Wow. I don't even know where to start. So should those of us without children be sending our money to people with children to reimburse them for their great service? Here's a hint, this already happens. Dual income no kids means getting taxed at the highest rate for your income. No children to claim as dependents, taxes that go to services we don't use. I really bristle at the idea that they're performing some noble service when usually the choice to have children is almost completely personal. I'll buy this line of thinking when children are forced to visit childless couples in old folks homes and pretend to be their children. If I'm paying for this national good shouldn't I get the benefit of having a "child" as well?

ruhk wrote:

Maybe I didn't put enough smileys in the body of my posts and the initial tentative disclaimer wasn't tentatively disclaimer-y enough, but you're taking it waay to seriously, man. :P

FWIW I thought he was being sarcastic. At least I hope so. I don't agree with drugging the kids, obviously, but I hope that the childfree and the parents can co-exist here of all places. Those of us without children hear it all the time about how we're "selfish" and things like that. I would hope GWJ knows better than that.

DSGamer wrote:

Those of us without children hear it all the time about how we're "selfish" and things like that.
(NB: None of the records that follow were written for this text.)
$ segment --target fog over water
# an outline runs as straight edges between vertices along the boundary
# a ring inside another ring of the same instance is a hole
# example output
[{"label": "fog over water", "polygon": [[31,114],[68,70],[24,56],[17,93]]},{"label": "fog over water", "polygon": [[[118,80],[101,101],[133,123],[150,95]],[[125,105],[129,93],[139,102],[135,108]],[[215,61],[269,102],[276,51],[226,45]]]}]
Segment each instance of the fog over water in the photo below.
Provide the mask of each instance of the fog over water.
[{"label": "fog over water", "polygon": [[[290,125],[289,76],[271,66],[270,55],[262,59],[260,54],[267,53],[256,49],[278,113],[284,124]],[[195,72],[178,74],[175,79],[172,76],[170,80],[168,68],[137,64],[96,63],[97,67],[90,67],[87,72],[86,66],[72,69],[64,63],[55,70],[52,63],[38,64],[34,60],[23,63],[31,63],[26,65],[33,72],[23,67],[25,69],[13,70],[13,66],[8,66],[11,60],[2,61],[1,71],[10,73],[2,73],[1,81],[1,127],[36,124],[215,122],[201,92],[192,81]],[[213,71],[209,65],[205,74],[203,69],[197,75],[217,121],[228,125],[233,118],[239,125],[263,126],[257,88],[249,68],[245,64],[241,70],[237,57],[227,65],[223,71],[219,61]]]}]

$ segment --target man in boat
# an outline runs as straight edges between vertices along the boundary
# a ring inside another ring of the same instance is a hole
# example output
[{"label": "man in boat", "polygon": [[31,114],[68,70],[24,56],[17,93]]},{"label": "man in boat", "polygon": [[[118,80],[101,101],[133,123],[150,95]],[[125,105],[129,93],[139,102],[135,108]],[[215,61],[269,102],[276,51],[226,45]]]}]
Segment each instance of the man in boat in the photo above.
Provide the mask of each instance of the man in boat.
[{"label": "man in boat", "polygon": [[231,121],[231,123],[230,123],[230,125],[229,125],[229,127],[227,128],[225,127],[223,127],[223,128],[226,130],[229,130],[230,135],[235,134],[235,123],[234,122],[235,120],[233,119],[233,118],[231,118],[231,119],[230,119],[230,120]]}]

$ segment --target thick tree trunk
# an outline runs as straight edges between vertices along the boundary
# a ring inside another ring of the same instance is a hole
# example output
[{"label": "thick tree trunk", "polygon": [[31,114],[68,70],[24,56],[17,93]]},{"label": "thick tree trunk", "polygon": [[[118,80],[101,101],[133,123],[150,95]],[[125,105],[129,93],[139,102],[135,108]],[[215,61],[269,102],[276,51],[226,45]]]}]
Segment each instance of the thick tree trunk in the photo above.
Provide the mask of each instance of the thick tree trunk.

I would hope GWJ knows better than that.

We've also been severely pressured to have kids by friends and family in the past that sometimes it almost seems like less of a lifestyle choice and more like some weird cult.
I'm joking of course.
Mostly.
Mostly.

ruhk wrote:
DSGamer wrote:

Those of us without children hear it all the time about how we're "selfish" and things like that. I would hope GWJ knows better than that.

We've also been severely pressured to have kids by friends and family in the past that sometimes it almost seems like less of a lifestyle choice and more like some weird cult.
I'm joking of course.
Mostly.
Mostly.

Yeah. When you've had close family members question why you're even married and berate you for choosing to just be the two of you... I don't know. It's most definitely not a "first world problem" to have family threaten to disown you or question your choice of spouse based on a life decision.

Eventually you get tired of that and decide to live your life and you hope that once you've stood your ground and withstood the pressure that people will respect your decision just as you respect theirs.

ruhk wrote:

Maybe I didn't put enough smileys in the body of my posts and the initial tentative disclaimer wasn't tentatively disclaimer-y enough, but you're taking it waay to seriously, man. :P

You're not a bad person (as far as I know ;p), ruhk, but since you don't have kids you don't have any reason to know that giving unnecessary medication to young kids is a serious matter. Opinions vary by pediatrician (inevitably) but even something as simple as children's tylonal may lead to developmental problems in the child later in life. So basically, medication is the last resort. I didn't know that until we had the girls, there was simply no reason I would know that without being a parent.

/shrug

ruhk wrote:

Maybe I didn't put enough smileys in the body of my posts and the initial tentative disclaimer wasn't tentatively disclaimer-y enough, but you're taking it waay to seriously, man. :P

Maybe instead of "pets" you should have said "Mr. T's"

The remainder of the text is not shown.